A security weakness in the update mechanism for third-party add-ons to the Firefox browser could give an attacker the ability to exploit unsecured downloads and install malicious code on the victim's computer, a security researcher warned on Wednesday. The vulnerability affects any third-party add-ons that use an unsecured …
Security a problem for all browsers
Although I use Firefox almost exclusively at home it is worth reminding people that although pretty secure, no bit of software accessing a public network is invulnerable. No matter how clever Firefox may be, it's ultimately down to the common sense of the user to avoid obvious hazards - hazards that aren't always obvious to Harry Homeowner. I;ve always thought the ease at which extensions can be installed, the fact that unsigned extensions can be accepted would inevitably be a source of trouble. By default Firefox should reject all unsigned extensions and those that don't use SSL. Perhaps it could be extensions could be run in a sandbox environment - at the minute releasing a maliciously designed extension would hardly be a work of genius.

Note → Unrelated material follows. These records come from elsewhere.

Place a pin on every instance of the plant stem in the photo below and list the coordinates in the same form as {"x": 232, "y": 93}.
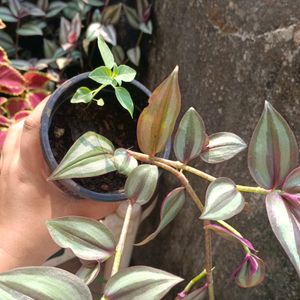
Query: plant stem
{"x": 179, "y": 165}
{"x": 95, "y": 92}
{"x": 122, "y": 239}
{"x": 17, "y": 39}
{"x": 160, "y": 162}
{"x": 208, "y": 262}
{"x": 194, "y": 281}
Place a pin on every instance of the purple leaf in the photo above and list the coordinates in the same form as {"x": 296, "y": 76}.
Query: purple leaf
{"x": 190, "y": 136}
{"x": 141, "y": 183}
{"x": 292, "y": 182}
{"x": 228, "y": 235}
{"x": 139, "y": 282}
{"x": 171, "y": 206}
{"x": 273, "y": 151}
{"x": 284, "y": 218}
{"x": 251, "y": 272}
{"x": 221, "y": 147}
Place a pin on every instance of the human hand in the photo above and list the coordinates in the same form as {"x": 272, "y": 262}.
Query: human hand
{"x": 27, "y": 199}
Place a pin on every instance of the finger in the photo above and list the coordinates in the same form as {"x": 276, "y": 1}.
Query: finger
{"x": 12, "y": 144}
{"x": 31, "y": 126}
{"x": 30, "y": 147}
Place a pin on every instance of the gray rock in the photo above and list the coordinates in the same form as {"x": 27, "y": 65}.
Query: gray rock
{"x": 232, "y": 56}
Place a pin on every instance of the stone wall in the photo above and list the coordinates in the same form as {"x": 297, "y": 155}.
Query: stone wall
{"x": 232, "y": 56}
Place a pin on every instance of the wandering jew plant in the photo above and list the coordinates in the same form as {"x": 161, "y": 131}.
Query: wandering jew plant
{"x": 272, "y": 161}
{"x": 110, "y": 74}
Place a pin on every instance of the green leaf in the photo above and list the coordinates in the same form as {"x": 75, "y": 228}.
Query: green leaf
{"x": 87, "y": 238}
{"x": 146, "y": 28}
{"x": 222, "y": 200}
{"x": 285, "y": 225}
{"x": 125, "y": 73}
{"x": 106, "y": 54}
{"x": 198, "y": 294}
{"x": 273, "y": 150}
{"x": 134, "y": 55}
{"x": 109, "y": 34}
{"x": 40, "y": 283}
{"x": 102, "y": 75}
{"x": 100, "y": 102}
{"x": 141, "y": 183}
{"x": 140, "y": 282}
{"x": 124, "y": 98}
{"x": 292, "y": 182}
{"x": 221, "y": 147}
{"x": 157, "y": 121}
{"x": 88, "y": 273}
{"x": 29, "y": 29}
{"x": 190, "y": 136}
{"x": 118, "y": 53}
{"x": 7, "y": 16}
{"x": 171, "y": 206}
{"x": 124, "y": 162}
{"x": 91, "y": 155}
{"x": 82, "y": 95}
{"x": 93, "y": 31}
{"x": 54, "y": 8}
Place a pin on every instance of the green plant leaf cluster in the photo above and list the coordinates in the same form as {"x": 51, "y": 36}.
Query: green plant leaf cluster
{"x": 109, "y": 75}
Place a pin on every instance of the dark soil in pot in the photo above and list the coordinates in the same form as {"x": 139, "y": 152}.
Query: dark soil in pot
{"x": 70, "y": 121}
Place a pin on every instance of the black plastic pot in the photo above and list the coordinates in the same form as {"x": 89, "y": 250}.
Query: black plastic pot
{"x": 62, "y": 94}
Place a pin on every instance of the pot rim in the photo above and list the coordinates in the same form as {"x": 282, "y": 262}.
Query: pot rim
{"x": 46, "y": 119}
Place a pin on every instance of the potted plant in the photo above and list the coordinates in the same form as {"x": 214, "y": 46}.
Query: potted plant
{"x": 272, "y": 161}
{"x": 101, "y": 102}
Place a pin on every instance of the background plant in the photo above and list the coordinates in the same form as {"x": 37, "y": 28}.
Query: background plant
{"x": 272, "y": 160}
{"x": 67, "y": 32}
{"x": 20, "y": 93}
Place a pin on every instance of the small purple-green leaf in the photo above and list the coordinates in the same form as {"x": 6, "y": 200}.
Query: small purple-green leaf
{"x": 222, "y": 200}
{"x": 105, "y": 52}
{"x": 141, "y": 184}
{"x": 190, "y": 136}
{"x": 198, "y": 294}
{"x": 221, "y": 147}
{"x": 273, "y": 150}
{"x": 140, "y": 282}
{"x": 124, "y": 162}
{"x": 88, "y": 272}
{"x": 91, "y": 155}
{"x": 285, "y": 223}
{"x": 125, "y": 73}
{"x": 15, "y": 7}
{"x": 29, "y": 29}
{"x": 125, "y": 99}
{"x": 134, "y": 55}
{"x": 171, "y": 206}
{"x": 42, "y": 283}
{"x": 292, "y": 182}
{"x": 87, "y": 238}
{"x": 228, "y": 235}
{"x": 251, "y": 272}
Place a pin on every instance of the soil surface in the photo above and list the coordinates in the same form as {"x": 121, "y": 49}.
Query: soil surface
{"x": 111, "y": 120}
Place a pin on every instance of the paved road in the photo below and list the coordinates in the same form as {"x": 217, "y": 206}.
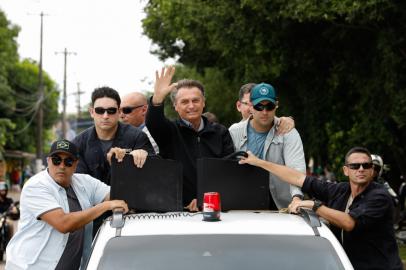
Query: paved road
{"x": 15, "y": 195}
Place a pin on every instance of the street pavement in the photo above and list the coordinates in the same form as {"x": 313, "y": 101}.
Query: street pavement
{"x": 14, "y": 193}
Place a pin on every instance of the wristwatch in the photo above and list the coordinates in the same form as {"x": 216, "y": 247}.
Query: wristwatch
{"x": 316, "y": 205}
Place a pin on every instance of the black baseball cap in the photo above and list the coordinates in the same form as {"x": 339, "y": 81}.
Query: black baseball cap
{"x": 64, "y": 146}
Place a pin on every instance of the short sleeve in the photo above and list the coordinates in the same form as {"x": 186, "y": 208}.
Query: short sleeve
{"x": 371, "y": 211}
{"x": 99, "y": 190}
{"x": 38, "y": 199}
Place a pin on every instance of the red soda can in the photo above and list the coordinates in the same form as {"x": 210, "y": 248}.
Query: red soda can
{"x": 211, "y": 206}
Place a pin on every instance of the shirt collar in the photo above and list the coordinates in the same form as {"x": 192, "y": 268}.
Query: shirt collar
{"x": 191, "y": 126}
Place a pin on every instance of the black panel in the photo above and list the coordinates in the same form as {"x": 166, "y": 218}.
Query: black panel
{"x": 241, "y": 187}
{"x": 156, "y": 187}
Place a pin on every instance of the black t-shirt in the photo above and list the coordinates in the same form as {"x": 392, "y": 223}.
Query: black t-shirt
{"x": 72, "y": 254}
{"x": 371, "y": 244}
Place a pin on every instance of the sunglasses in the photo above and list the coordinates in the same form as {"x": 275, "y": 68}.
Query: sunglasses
{"x": 356, "y": 166}
{"x": 269, "y": 107}
{"x": 127, "y": 110}
{"x": 110, "y": 110}
{"x": 57, "y": 160}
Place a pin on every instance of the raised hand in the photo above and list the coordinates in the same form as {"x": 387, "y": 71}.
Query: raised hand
{"x": 251, "y": 159}
{"x": 163, "y": 84}
{"x": 118, "y": 152}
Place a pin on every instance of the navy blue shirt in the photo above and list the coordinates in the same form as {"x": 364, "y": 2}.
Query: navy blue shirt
{"x": 371, "y": 244}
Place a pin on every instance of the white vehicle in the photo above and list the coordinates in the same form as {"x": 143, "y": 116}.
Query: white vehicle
{"x": 241, "y": 240}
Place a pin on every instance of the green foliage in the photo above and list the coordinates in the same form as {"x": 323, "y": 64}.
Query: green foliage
{"x": 338, "y": 65}
{"x": 18, "y": 94}
{"x": 24, "y": 79}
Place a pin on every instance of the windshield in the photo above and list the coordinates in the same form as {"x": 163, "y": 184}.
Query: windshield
{"x": 219, "y": 252}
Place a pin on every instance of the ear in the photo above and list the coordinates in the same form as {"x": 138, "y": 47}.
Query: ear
{"x": 345, "y": 170}
{"x": 91, "y": 110}
{"x": 237, "y": 105}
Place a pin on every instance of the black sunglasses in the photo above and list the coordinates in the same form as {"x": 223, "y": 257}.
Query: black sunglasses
{"x": 269, "y": 107}
{"x": 57, "y": 160}
{"x": 110, "y": 110}
{"x": 356, "y": 166}
{"x": 127, "y": 110}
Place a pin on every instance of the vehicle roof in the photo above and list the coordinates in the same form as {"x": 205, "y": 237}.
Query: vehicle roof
{"x": 232, "y": 222}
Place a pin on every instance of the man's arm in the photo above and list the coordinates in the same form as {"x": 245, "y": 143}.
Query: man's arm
{"x": 163, "y": 85}
{"x": 69, "y": 222}
{"x": 286, "y": 174}
{"x": 293, "y": 156}
{"x": 158, "y": 125}
{"x": 335, "y": 217}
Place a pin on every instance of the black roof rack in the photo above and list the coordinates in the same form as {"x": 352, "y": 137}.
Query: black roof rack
{"x": 312, "y": 219}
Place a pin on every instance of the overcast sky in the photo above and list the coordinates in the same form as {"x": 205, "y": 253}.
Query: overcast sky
{"x": 106, "y": 36}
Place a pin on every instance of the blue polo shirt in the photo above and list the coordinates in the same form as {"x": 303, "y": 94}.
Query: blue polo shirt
{"x": 36, "y": 244}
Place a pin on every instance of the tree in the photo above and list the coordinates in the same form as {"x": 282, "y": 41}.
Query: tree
{"x": 18, "y": 94}
{"x": 338, "y": 66}
{"x": 24, "y": 80}
{"x": 8, "y": 56}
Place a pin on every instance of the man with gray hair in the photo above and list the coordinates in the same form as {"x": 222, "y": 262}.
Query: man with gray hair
{"x": 191, "y": 136}
{"x": 133, "y": 109}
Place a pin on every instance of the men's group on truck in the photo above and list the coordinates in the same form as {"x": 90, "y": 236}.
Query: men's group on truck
{"x": 59, "y": 204}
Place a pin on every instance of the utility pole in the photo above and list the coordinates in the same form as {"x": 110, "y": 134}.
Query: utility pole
{"x": 77, "y": 94}
{"x": 40, "y": 113}
{"x": 64, "y": 129}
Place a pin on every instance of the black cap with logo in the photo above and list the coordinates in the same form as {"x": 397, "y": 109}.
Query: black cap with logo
{"x": 64, "y": 146}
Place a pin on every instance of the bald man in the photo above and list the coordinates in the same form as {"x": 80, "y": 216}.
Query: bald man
{"x": 133, "y": 110}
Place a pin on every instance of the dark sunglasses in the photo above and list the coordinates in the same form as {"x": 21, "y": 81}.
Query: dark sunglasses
{"x": 356, "y": 166}
{"x": 127, "y": 110}
{"x": 57, "y": 160}
{"x": 100, "y": 110}
{"x": 269, "y": 107}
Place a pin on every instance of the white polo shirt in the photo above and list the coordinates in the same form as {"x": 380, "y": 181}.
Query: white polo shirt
{"x": 36, "y": 244}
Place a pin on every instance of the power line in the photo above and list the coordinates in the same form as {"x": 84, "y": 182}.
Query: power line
{"x": 65, "y": 53}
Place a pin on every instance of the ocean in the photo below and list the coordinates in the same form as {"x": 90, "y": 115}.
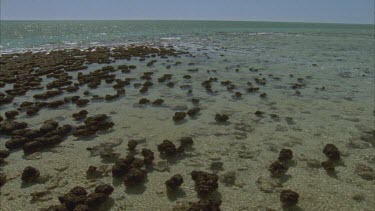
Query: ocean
{"x": 316, "y": 87}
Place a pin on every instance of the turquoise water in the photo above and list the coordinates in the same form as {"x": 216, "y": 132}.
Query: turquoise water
{"x": 21, "y": 35}
{"x": 338, "y": 57}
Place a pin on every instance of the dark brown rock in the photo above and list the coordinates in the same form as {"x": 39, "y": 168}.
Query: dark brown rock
{"x": 178, "y": 116}
{"x": 174, "y": 182}
{"x": 205, "y": 183}
{"x": 221, "y": 118}
{"x": 105, "y": 189}
{"x": 277, "y": 169}
{"x": 132, "y": 144}
{"x": 134, "y": 177}
{"x": 285, "y": 155}
{"x": 30, "y": 174}
{"x": 331, "y": 151}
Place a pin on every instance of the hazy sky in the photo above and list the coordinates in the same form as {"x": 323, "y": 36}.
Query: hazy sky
{"x": 344, "y": 11}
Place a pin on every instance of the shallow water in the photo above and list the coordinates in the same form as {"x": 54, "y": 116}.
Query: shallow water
{"x": 339, "y": 58}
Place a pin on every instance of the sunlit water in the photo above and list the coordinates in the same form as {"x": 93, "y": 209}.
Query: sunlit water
{"x": 339, "y": 58}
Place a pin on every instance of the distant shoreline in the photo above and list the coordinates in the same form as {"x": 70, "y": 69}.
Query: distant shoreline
{"x": 262, "y": 21}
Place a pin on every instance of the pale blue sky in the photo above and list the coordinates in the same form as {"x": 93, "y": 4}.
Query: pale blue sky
{"x": 342, "y": 11}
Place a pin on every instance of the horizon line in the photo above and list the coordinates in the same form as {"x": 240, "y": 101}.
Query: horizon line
{"x": 346, "y": 23}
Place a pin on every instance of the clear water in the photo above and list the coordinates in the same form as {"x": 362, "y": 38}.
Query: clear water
{"x": 337, "y": 56}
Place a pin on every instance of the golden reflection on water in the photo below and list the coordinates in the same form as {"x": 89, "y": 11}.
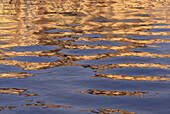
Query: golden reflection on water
{"x": 108, "y": 111}
{"x": 48, "y": 22}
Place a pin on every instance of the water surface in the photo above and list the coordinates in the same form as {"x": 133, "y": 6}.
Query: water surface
{"x": 84, "y": 56}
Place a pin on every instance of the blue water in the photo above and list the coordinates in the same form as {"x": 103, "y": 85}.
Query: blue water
{"x": 83, "y": 57}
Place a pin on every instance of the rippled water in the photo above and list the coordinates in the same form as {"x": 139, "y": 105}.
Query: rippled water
{"x": 84, "y": 56}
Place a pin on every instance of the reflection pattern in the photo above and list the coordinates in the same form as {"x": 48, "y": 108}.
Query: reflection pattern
{"x": 113, "y": 93}
{"x": 83, "y": 25}
{"x": 107, "y": 111}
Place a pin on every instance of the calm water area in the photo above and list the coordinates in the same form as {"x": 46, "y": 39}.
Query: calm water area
{"x": 84, "y": 56}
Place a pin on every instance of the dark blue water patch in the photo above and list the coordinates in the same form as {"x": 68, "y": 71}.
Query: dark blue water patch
{"x": 41, "y": 110}
{"x": 148, "y": 37}
{"x": 102, "y": 20}
{"x": 32, "y": 48}
{"x": 85, "y": 51}
{"x": 9, "y": 68}
{"x": 57, "y": 30}
{"x": 161, "y": 49}
{"x": 90, "y": 35}
{"x": 96, "y": 43}
{"x": 118, "y": 60}
{"x": 34, "y": 59}
{"x": 134, "y": 71}
{"x": 158, "y": 30}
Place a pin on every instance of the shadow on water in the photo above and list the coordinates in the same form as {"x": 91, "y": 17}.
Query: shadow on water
{"x": 84, "y": 56}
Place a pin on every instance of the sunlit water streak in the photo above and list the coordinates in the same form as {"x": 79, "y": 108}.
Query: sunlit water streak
{"x": 84, "y": 56}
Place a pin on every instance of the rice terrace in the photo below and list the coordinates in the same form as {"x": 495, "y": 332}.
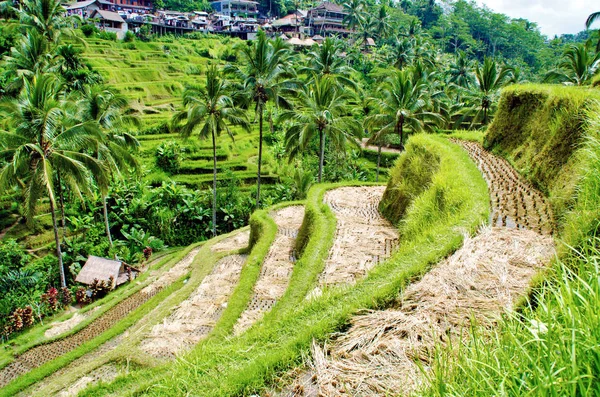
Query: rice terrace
{"x": 257, "y": 198}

can't write a secure browser LOLOLOL!!!1!!1!1 They should just use Firefox instead 'cos it's OSS and written by proper haxxors not M$ luser programmers and many eyes make all bugs shallow and...
I'll get me coat then.
You mean plug-ins like the one I use to block all the adverts and distractions from this site?
"Insecure" plugins - what next, paranoid add-ons?
As soon as I saw the headline, I had an image of all these video players and PDF viewers huddled in the corner, convinced that they were not any good and that the rest of the applications were laughing at them!
I think "un-secure" would be the correct terminology!